I've found view models to be very useful for splitting user interface and business logic code. However, I've also made the experience that for small, simple windows a view model class just adds a lot of additional code, effectively reducing maintainability instead of improving it.

Let me give you a simple, real-world example that I've had recently: A dialog window providing two (fixed-text) buttons and a customizable text block.

  1. Using plain old x:Name-based code-behind programming technique, this is a matter of a few lines of code (set the text, handle the two button clicks by returning a value and closing the window) -- clean and simple.

  2. Doing it the "recommended way", i.e., creating a view model class (implementing INotifyPropertyChanged or inheriting DependencyObject) and defining Commands requires an awful lot of code compared to the solution above (especially since there is no concise way to define "local variable + property + raise PropertyChanged" in VB) -- making the solution less readable and more error-prone.

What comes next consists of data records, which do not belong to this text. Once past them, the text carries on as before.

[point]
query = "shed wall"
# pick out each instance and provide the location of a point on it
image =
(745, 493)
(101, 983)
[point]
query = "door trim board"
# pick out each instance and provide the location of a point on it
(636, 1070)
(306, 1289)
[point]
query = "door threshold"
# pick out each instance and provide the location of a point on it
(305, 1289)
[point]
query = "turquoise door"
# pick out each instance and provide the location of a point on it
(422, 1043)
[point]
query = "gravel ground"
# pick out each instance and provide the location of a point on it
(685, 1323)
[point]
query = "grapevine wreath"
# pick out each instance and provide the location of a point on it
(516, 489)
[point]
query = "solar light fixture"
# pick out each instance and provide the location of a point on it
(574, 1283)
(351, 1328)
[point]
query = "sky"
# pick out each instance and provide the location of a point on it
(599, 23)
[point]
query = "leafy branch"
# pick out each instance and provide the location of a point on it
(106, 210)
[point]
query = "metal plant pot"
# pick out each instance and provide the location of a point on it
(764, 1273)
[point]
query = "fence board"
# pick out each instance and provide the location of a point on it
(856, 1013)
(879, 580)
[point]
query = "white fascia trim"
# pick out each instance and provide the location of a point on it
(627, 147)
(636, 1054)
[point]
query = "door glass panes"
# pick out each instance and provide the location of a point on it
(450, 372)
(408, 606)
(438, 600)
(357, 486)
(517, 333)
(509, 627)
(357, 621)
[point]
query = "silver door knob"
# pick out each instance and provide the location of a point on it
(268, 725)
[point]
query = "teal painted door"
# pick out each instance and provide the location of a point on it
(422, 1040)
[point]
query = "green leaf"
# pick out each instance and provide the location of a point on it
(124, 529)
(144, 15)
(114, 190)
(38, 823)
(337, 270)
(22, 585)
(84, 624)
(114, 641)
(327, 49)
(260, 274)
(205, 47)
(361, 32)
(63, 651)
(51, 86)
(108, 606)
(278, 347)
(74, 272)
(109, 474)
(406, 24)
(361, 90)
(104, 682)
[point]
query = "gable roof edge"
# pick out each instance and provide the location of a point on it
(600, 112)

So, currently I'm using the pragmatic approach of choosing between "plain old x:Name" and view model on a case-by-case basis. However, the wealth of blog/forum postings claiming that the view model should be used all the time makes me wonder whether I've overlooked something.

Did I overlook something?

+1  A: 

I do the same.

Small dialogs and quick choice or information messages just get done in the simplest possible way. I try not to overcomplicate things with patterns that are unnecessary. The main application windows and anything larger is generally done with MVVM.

(So either you haven't missed anything, or I've missed the same thing.)

Simon P Stevens
+3  A: 

You can use data binding without defining a view model - and in most "small" windows there isn't mush logic - so you don't actually need change notification.

Just set DataContext = this and data-bind to properties of the window class.

Commands, on the other hand, don't have good simple version so I'll just use good old event handling.

(I also think that MVVM is overkill for a lot of not-so-small windows, but I'm obviously in the minority on that one)

Nir
+1  A: 

I do something similar however in the situations where i just want a very small window that does something very basic i at least implement an interface and call it through a gateway so that i can call it in a testable way. Something like this :

//eg . in a viewmodel.cs or command.cs


var sometextIwantUserToEnter = UIServices.GetMeSomethingThatCan().GetText();

My window will implement IGetText and i do all the Window showing and result checking in the window itself in the GetText method. This keeps everything isolated in the window and i can assert that the service was called in my tests.

Hope that made sense.

Steve Psaltis
+3  A: 

I'm all for MVVM, but the window you're describing can be implemented once and then filled as needed when you want to open one. So the ViewModel might look like this:

public SmallDialogTask
{
    string Title { get; set; }
    string Text { get; set; }
    string AcceptButtonLabel { get; set; }
    string RejectButtonLabel { get; set; }

    Command AcceptCommand { get; }
    Command RejectCommand { get; }
}

Implement this once and use inheritance to configure the various instances where you need it. As you can see from my example, this allows you to encode much more semantics into your class.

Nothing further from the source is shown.